Capsaicin responses in heat-sensitive and heat-insensitive A-fiber nociceptors

Abstract

The recently cloned vanilloid receptor (VR1) is postulated to account for heat and capsaicin sensitivity in unmyelinated afferents. We sought to determine whether heat and capsaicin sensitivity also coexist in myelinated nociceptive afferents. Action potential (AP) activity was recorded from single A-fiber nociceptors that innervated the hairy skin in monkey. Before intradermal injection of capsaicin (10 microg/10 microl) into the receptive field, nociceptors were classified as heat-sensitive (threshold, </=53 degrees C, 1 sec) or heat-insensitive afferents and as mechanically sensitive (von Frey threshold, <6 bar) or mechanically insensitive afferents. All heat-sensitive afferents (n = 16) were insensitive to mechanical stimuli but responded to the intradermal injection of capsaicin (69 +/- 7 APs in 10 min). Responsiveness to mechanical stimuli, thermal stimuli, and capsaicin varied in their receptive fields; the majority of receptive field sites (24 of 36) were responsive to only one or two stimulus modalities, whereas only eight sites responded to all three modalities. For most heat-insensitive afferents, the activity induced by the capsaicin injection did not exceed the activity induced by needle insertion alone.
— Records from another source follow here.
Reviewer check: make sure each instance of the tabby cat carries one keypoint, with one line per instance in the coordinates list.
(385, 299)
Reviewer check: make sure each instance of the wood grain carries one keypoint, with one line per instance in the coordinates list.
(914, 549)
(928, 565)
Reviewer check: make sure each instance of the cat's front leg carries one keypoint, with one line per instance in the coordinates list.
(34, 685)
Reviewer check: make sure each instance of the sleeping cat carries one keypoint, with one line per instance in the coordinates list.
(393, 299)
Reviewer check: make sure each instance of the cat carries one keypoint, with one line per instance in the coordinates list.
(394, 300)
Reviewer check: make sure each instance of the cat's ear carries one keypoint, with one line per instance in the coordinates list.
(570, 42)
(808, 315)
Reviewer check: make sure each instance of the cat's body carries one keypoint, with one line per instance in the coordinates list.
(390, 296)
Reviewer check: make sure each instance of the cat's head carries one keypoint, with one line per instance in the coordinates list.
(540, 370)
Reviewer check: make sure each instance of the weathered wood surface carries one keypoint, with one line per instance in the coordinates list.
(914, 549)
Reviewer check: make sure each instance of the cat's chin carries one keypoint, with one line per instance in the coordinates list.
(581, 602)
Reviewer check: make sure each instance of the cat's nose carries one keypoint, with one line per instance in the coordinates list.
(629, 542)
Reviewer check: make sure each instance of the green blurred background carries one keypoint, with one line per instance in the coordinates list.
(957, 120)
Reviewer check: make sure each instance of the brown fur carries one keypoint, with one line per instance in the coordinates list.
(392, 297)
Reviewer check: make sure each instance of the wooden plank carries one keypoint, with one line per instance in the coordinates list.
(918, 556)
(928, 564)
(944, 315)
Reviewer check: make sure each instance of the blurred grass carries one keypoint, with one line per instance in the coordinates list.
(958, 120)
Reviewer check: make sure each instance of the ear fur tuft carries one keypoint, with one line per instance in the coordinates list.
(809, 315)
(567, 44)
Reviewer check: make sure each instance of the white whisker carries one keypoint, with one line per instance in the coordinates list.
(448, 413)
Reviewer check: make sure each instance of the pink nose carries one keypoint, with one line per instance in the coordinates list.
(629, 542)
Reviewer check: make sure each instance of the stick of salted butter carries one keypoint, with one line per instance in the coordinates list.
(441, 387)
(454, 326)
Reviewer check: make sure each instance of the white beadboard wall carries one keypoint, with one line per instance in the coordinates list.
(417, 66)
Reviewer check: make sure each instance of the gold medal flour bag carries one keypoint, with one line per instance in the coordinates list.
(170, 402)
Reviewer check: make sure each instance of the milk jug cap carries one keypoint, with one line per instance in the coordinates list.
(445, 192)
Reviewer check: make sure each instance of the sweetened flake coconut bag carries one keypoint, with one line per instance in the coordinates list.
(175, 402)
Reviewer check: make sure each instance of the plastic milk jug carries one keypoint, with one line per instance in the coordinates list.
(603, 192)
However, the largest response to capsaicin (314 +/- 98 APs in 10 min) was observed for five afferents that were insensitive to heat as well as mechanical stimuli and therefore may be classified as cutaneous chemoreceptors. These results suggest that A-fiber nociceptors play a role in the pain and hyperalgesia associated with capsaicin injection. Our finding that a subgroup of capsaicin-sensitive A-fiber nociceptors are insensitive to heat predicts the existence of heat-insensitive capsaicin receptors.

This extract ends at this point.